Culture
Rouicha mort, « loutar » pleure
Le mardi 17 janvier, le sublime Mohamed Rouicha s’est envolé vers le vert paradis des artistes immortels. Figure de proue de la chanson amazighe, sa mort laisse un vide aussi sidéral que difficile à combler. Car il était unique.

L es artistes ont le cœur fragile. Le siège de la vie est leur talon d’Achille. Sans doute parce qu’ils le font trop soupirer, excessivement battre la chamade. Pour en avoir usé ainsi avec le sien, Mohamed Rouicha le voit, une première fois, donner des signes alarmants de lassitude. Ses heures sont comptées, se persuade-t-on. Le pavillon du spectacle est en berne, les ondes diffusent en boucle les tubes de l’illustre mourant, des mélomanes rivalisent de panégyriques exaltants. Fausse alerte. Grâce à la médecine de l’hôpital Cheikh Zayed, Rouicha est sauvé ou, plutôt, ressuscité ? Il a frôlé la mort, il connaît, après cette épreuve, le prix de la vie. Aussi, compte-t-il croquer celle-ci à pleins sons ? Il se prépare minutieusement à l’hommage qui lui sera rendu au Théâtre Mohammed V de Rabat, il relance son projet de fusion avec Nass El Ghiwane et réactive ses desseins ajournés.

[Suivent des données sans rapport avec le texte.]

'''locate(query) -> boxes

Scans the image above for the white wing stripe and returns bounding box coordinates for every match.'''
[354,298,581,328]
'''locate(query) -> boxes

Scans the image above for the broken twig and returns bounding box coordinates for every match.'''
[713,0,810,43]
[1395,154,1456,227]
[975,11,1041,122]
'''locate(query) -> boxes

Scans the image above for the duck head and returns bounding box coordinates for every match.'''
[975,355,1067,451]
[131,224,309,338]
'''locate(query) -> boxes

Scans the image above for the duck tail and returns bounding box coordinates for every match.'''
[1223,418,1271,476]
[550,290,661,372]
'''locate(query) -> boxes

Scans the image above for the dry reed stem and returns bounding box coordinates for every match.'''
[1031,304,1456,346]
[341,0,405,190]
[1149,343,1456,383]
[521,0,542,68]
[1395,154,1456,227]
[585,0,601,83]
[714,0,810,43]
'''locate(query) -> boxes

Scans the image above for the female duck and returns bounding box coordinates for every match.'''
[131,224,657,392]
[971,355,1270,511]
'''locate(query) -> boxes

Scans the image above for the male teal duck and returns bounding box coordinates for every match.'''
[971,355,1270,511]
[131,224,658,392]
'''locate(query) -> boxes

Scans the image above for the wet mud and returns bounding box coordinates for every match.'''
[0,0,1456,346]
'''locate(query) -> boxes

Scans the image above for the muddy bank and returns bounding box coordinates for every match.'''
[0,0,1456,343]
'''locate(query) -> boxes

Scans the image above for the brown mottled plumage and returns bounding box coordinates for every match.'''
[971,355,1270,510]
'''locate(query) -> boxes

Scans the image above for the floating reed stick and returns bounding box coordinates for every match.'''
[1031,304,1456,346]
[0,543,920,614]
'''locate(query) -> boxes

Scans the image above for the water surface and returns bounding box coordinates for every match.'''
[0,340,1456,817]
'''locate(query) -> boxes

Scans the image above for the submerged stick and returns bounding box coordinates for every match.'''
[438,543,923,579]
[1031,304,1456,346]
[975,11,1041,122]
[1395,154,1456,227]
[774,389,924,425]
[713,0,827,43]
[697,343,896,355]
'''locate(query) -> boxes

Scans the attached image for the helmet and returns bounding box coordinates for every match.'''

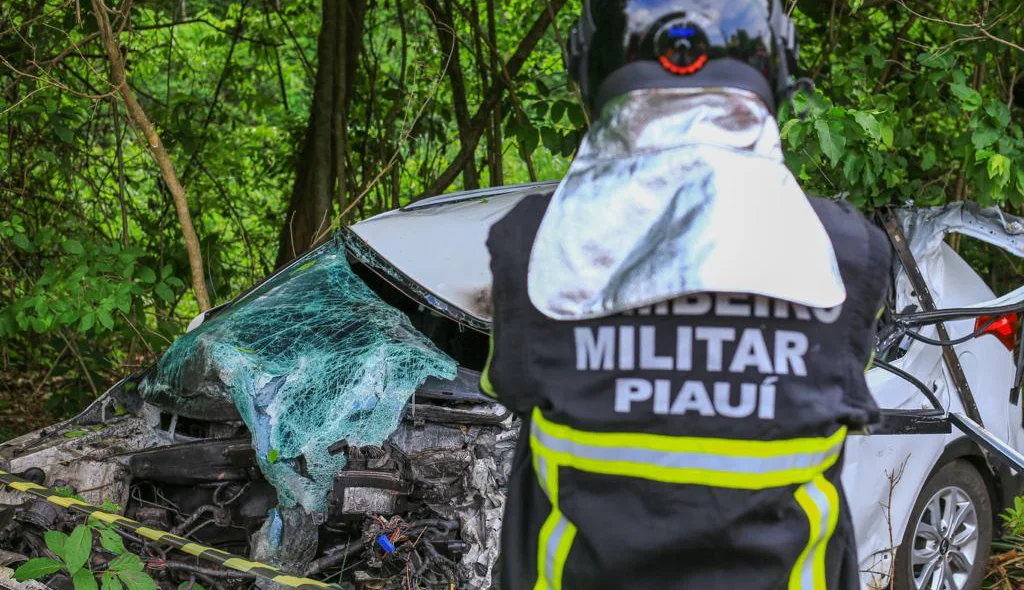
[568,0,798,114]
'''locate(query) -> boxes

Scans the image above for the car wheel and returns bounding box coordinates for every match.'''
[895,461,992,590]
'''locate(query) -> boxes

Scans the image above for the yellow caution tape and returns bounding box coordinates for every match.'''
[0,469,342,590]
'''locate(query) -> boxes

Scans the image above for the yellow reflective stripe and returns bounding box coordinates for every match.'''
[790,475,839,590]
[532,408,846,458]
[480,331,498,399]
[180,543,207,557]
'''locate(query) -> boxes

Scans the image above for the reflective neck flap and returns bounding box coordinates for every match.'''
[528,88,846,320]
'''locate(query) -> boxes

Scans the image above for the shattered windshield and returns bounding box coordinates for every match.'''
[140,237,456,512]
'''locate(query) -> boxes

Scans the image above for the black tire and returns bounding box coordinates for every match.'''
[895,460,992,590]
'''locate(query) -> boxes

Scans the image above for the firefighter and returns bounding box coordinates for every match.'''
[481,0,890,590]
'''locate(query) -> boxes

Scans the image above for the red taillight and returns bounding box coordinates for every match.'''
[974,313,1020,350]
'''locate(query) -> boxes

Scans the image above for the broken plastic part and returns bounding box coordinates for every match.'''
[140,237,456,512]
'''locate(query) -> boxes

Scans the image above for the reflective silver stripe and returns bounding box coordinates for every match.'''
[544,512,568,588]
[530,422,843,474]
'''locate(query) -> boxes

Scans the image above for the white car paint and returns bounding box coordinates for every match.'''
[351,191,1024,589]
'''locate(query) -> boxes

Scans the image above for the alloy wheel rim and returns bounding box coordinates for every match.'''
[910,486,978,590]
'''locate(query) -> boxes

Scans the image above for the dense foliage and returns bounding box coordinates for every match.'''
[0,0,1024,437]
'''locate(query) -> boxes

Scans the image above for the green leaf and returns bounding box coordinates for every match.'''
[61,524,92,576]
[814,119,846,167]
[100,572,124,590]
[135,266,157,283]
[14,557,63,582]
[971,127,1001,150]
[153,283,174,303]
[106,553,142,572]
[949,84,981,112]
[541,127,562,154]
[118,572,158,590]
[98,529,125,555]
[60,240,85,254]
[71,567,98,590]
[921,143,936,171]
[853,111,882,140]
[43,531,68,555]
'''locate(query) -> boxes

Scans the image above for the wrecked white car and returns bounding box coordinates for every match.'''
[0,183,1024,590]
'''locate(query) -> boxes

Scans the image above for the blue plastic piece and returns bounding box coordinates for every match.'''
[377,533,394,553]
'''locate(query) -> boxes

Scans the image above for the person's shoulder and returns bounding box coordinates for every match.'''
[489,193,551,240]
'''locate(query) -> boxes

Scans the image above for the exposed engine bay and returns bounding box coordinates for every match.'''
[0,235,519,590]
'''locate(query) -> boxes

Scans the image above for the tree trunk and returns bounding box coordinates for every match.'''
[275,0,366,267]
[92,0,211,311]
[417,0,565,199]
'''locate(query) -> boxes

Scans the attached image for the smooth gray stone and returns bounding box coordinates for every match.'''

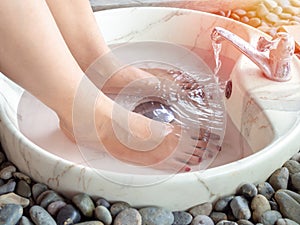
[230,196,251,220]
[29,205,56,225]
[259,210,282,225]
[251,194,271,222]
[0,192,30,208]
[72,193,95,217]
[238,183,258,198]
[139,207,174,225]
[16,180,31,198]
[269,167,289,191]
[110,202,131,217]
[96,198,110,208]
[291,172,300,191]
[47,201,67,216]
[237,220,254,225]
[269,201,279,211]
[257,182,275,200]
[216,220,238,225]
[114,208,142,225]
[191,215,214,225]
[56,204,81,225]
[275,190,300,223]
[95,205,112,225]
[172,211,193,225]
[31,183,48,200]
[189,202,212,217]
[0,179,16,195]
[37,190,63,209]
[19,216,34,225]
[0,204,23,225]
[0,165,17,180]
[276,219,299,225]
[214,195,234,212]
[284,160,300,174]
[209,212,228,223]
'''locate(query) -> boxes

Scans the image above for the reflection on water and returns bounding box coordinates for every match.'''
[18,43,252,174]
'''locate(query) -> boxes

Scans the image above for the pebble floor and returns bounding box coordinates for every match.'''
[0,0,300,225]
[0,145,300,225]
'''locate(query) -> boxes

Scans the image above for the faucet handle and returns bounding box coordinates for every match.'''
[256,37,274,52]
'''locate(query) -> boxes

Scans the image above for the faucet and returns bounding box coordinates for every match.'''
[211,27,295,81]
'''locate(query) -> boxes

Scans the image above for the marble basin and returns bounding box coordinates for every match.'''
[0,7,300,210]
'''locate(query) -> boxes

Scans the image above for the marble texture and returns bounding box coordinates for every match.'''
[0,7,300,210]
[90,0,260,12]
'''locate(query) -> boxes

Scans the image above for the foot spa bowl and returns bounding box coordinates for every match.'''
[0,7,300,210]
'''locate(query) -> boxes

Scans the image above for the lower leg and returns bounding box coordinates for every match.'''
[46,0,156,93]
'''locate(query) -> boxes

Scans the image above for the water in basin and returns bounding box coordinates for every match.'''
[18,43,252,175]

Orphelin à quatre ans, musicien à quatorze ans, mort à 62 ans
Un mois plus tard, la faucheuse, qui n’a aucun égard ni aucune affection pour les immortels, ne s’estime pas vaincue. Elle revient sournoisement à la charge, et emporte dans ses funestes bras le musicien adulé. La mauvaise nouvelle se répand à une vitesse vertigineuse. Elle est accueillie, d’abord, avec doute. Une fois confirmée, elle plonge le pays dans une profonde tristesse. On a vu des admirateurs pleurer toutes les larmes de leur corps, des chanteurs complètement sonnés par cette perte, des hommes politiques inconsolables. «La chanson marocaine pleure un de ses meilleurs fleurons. Nous, les musiciens, nous regrettons la disparition non seulement d’un pair surdoué, mais aussi d’un compagnon, d’un ami, d’un frère», témoigne Omar Sayed de Nass ElGhiwane. Mohamed Rouicha avait le don de susciter la sympathie d’autrui. Le jour de ses funérailles, Khénifra s’est transformée en ville fantôme. Pas un chat dans les rues. Tout le monde à la nécropole pour porter l’idole à sa dernière demeure. Un pauvre hère semblait particulièrement affecté, et pour cause : «Rouicha, qu’Allah ait son âme, me nourrissait, me procurait des vêtements, me donnait de l’argent. Chaque fois que j’étais dans le besoin, je frappais à sa porte. D’ailleurs, elle était, en permanence ouverte à ses proches, à ses amis, comme aux miséreux dont je fais partie. Cet homme était ma providence, mais il est parti pour l’autre monde. Que vais-je faire ?», soupirait-il.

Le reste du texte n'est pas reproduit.